Anno 2125: preziosa e consapevole intenzionalità delle storie

Nelle scuole integrate nella pedagogia ministeriale e nelle università di obbedienza confindustriale si è soliti presentare un quadro di conoscenze epi-stemiche, che stanno sopra il fluire delle storie personali e dell’attività rappresentatrice dei soggetti individuale e collettivi.  Vi si inscena un sapere astratto strappato dal terreno delle storie. L’ancor prevalente didattica tardomoderna (quella dei PM, i programmi ministeriali) pretende invece che il soggetto dimentichi se stesso per apprendere senz’altro la verità senza soggetto delle discipline senza discepolo.
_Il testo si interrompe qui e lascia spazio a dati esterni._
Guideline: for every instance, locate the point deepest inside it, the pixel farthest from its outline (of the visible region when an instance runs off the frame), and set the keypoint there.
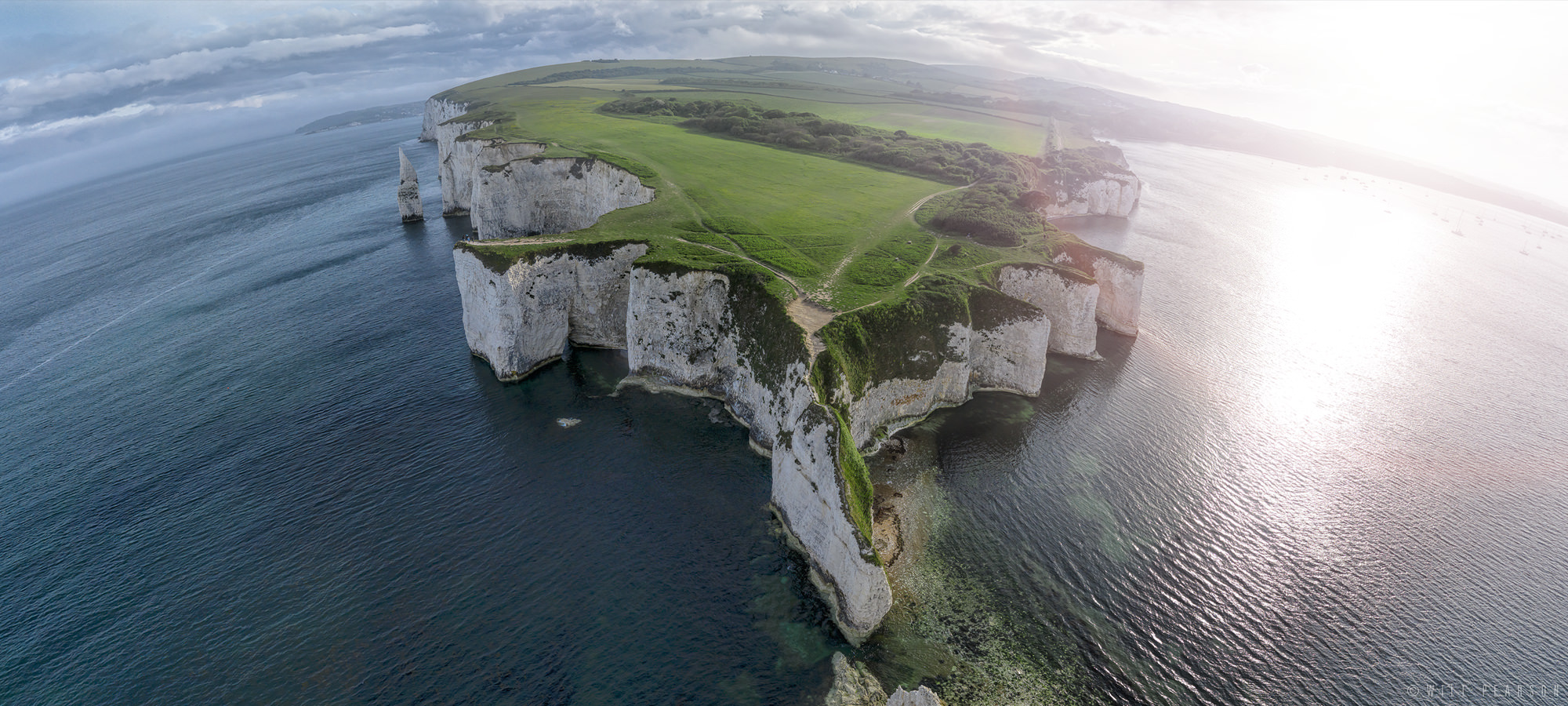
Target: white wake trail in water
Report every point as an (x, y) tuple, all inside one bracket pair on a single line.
[(122, 318)]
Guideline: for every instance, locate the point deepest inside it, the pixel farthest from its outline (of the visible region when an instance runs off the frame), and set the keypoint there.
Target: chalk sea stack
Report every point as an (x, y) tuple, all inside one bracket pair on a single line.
[(408, 191)]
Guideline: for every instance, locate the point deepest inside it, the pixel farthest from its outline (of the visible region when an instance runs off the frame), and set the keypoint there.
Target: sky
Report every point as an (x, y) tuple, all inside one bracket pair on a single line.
[(92, 89)]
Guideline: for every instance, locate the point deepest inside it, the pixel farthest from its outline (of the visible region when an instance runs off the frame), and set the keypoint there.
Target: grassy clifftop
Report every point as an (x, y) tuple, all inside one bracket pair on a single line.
[(829, 225)]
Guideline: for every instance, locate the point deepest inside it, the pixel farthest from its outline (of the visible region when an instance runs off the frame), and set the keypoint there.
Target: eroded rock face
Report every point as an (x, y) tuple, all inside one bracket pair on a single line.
[(810, 500), (920, 697), (524, 318), (408, 203), (529, 197), (1120, 296), (1120, 285), (1111, 195), (438, 112), (681, 330), (1070, 302), (457, 161)]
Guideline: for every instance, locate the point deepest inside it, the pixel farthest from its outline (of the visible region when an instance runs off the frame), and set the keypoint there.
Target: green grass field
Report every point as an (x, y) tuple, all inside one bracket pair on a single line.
[(835, 231)]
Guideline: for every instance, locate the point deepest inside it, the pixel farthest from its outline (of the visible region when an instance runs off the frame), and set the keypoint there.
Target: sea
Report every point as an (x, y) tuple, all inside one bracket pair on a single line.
[(247, 459)]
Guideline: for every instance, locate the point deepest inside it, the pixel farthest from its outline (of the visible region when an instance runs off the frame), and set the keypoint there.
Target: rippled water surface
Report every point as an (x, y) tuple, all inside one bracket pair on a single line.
[(1330, 470), (247, 459)]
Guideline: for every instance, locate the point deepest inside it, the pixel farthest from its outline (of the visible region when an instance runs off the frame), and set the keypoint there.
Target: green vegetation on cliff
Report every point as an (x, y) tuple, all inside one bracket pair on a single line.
[(802, 178)]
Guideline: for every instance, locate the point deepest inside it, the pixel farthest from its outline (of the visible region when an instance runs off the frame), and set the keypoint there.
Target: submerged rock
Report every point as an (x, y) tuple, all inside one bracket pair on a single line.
[(408, 191), (854, 685), (920, 697)]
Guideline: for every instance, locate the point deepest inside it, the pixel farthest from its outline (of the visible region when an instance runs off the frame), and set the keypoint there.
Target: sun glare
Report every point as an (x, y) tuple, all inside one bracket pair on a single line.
[(1343, 274)]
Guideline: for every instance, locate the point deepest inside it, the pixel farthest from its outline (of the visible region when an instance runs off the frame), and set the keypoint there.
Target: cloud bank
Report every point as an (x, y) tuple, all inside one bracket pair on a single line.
[(143, 82)]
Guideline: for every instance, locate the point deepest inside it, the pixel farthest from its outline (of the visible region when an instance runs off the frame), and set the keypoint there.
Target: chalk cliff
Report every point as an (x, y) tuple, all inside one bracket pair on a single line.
[(408, 203), (1120, 285), (1069, 299), (440, 111), (528, 197), (1087, 181), (719, 332), (524, 318), (920, 697), (509, 191), (893, 366), (694, 330)]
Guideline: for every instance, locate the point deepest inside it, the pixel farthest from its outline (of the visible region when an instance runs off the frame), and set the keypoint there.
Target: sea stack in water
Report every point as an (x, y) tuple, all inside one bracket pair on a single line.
[(408, 191)]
Nell’auspicabile esame di Stato del 2125, recuperata la tradizione idealistica,  ogni domanda e ogni risposta son sempre domanda e risposta consapevolmente di qualcuno, e questo qualcuno va posto onestamente, disinteressatamente in discussione insieme al suo dire. Ma in quell’anno occorre anche non esaurire l’impegno nel soggetto della domanda, se non altro perché anche il nostro modo di guardarlo è soggettivo e potrebbe essere viziato da necessità di autogiustificazioni; soprattutto perché, oltre a noi e al nostro interlocutore, forse il mondo attende di essere conosciuto, attende da sempre (e attenderà per sempre) di svelare con un’idea il mistero della sua verità originaria. Penso che ogni atto di conoscenza -e ogni conoscenza intesa come stratificazione storica di conoscenze, disciplina- sia derivato dalle proprie radici, partigiano, intenzionato e intenzionante. Soprattutto quando vi sia l’ingenua convinzione di esser di fronte alla “cosa in sé” (fenomeno rappresentativo in rapporto a un contenuto, costituito essenzialmente da una direzione verso un oggetto e poco d’altro). L’atteggiamento docimologico, epistemico dunque non epistemologico, fa smarrire coscienza e conoscenza.

L’intenzionalità pedagogica è nel tendersi verso l’oggetto su di una linea di trascendenza; nel trascendersi il soggetto non può lasciare indietro se stesso ma senza l’atto del trascendersi un se stesso autentico non può nemmeno avere autenticamente luogo

In ambito pedagogico il lasciar vedere si sviluppa nel lasciar essere, che non è lasciar perdere ma costruire un orizzonte di attesa che il soggetto avverta come chiamata a esperire se stesso nel confronto con scenari di evidenze senza consistenza, e di evidenze più consistenti, dove però mai l’evidenza sia posta come indipendente dalla storia del soggetto che l’avverte e/o la presenta come tale.